The limits of the original license agreement in terms of duration, class, powers and geographical region, constitute the upper limits of the sub-license agreement. In other words, exceeding the limits of the original license agreement, for example, granting a sub-license for a longer period of time, or for a different geographical area, will be deemed to be expanding the license agreement without permission. In this case, the licensor has the right to assert his rights arising from the registered trademark against the licensee.
Finally, it is accepted in the doctrine that the sub-license agreement will automatically terminate if the original license agreement becomes invalid or expires due to any reason.5
Protection of License against Third Parties
Whether the license is exclusive or not is particularly important in terms of the right to sue. Namely, in accordance with the IPC, the exclusive licensee has the right to file lawsuits, which the licensor may file according to the IPC in the case of an infringement of the trademark, on his behalf. On the other hand, while filing a lawsuit is a legally recognized right for the licensee, but is not a duty, not filing a lawsuit does not make the licensee liable to the trademark owner.6
Pursuant to Article 158/2 of the IPC, a non-exclusive licensee is obliged to request from the licensor to file a lawsuit in the event of an infringement of the trademark right, through a notification. If the licensor does not accept this request, or does not file a lawsuit within three months, the licensee may file a lawsuit on his behalf. However, in the event of a serious danger of damage, the licensee may request an injunction from the court before the three-month period has passed.
On the other hand, exclusive or non-exclusive license holders have no right of objection if there is an application for the same or similar trademark before the Turkish Patent and Trademark Office.
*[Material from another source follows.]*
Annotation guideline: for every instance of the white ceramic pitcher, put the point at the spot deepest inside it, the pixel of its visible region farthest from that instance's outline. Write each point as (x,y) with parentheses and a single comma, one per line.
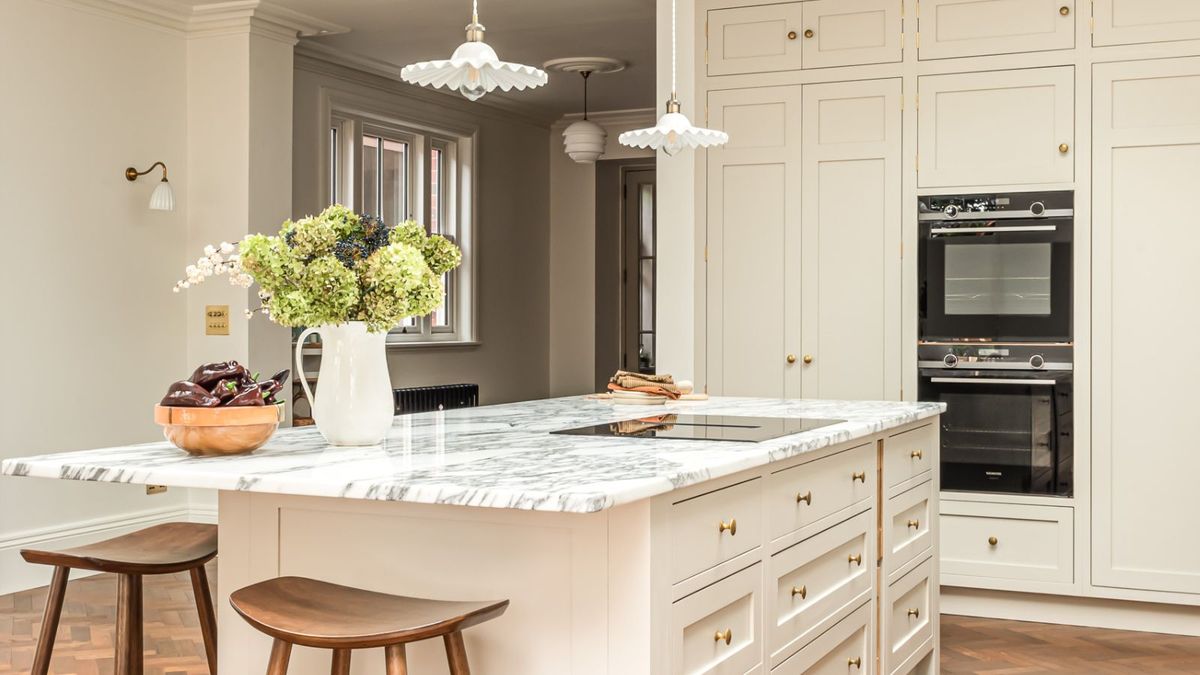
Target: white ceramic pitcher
(354,402)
This right belongs solely to the licensor.7
Termination of License Agreement
License agreements, as a rule, will expire when the period of the agreement ends.
In addition, if the trademark right expires due to reasons, such as expiration and non-renewal of the trademark application, or the trademark owner surrenders the trademark right, the license agreement will be terminated together with the trademark right. This is because the trademark right on which the contract is based no longer exists. Therefore, pursuant to Article 28 of the IPC, it is regulated that the licensor cannot surrender his trademark right and cannot withdraw his trademark application without permission of the registered licensee.
In addition, without prejudice to the contractual provisions of the license agreement, it is also possible to terminate the license agreement with a just cause according to the general provisions of the Code of Obligations.
1. Ceylan, Çiğdem: 'Marka Lisans Sözleşmesi', Ankara Barosu 26 Nisan Fikri Mülkiyet Günü Özel Sayısı, January 2017, V.19, No. 1, p. 65
2. Çağlar, Hayrettin: Marka Hukuku Temel Esaslar, Ankara 2013, p.102.
3. Arkan, Sabih: Marka Hukuku, Ankara 1998, p. 197.
4. Tekinalp, Ünal: Fikri Mülkiyet Hukuku, İstanbul, 2005, p. 436.
5. Özel, Çağlar: Marka Lisansı Sözleşmesi, Ankara, 2015, p. 53-54.
6. Ceylan, p. 83.
7. Özel, p. 53-54.
The content of this article is intended to provide a general guide to the subject matter. Specialist advice should be sought about your specific circumstances.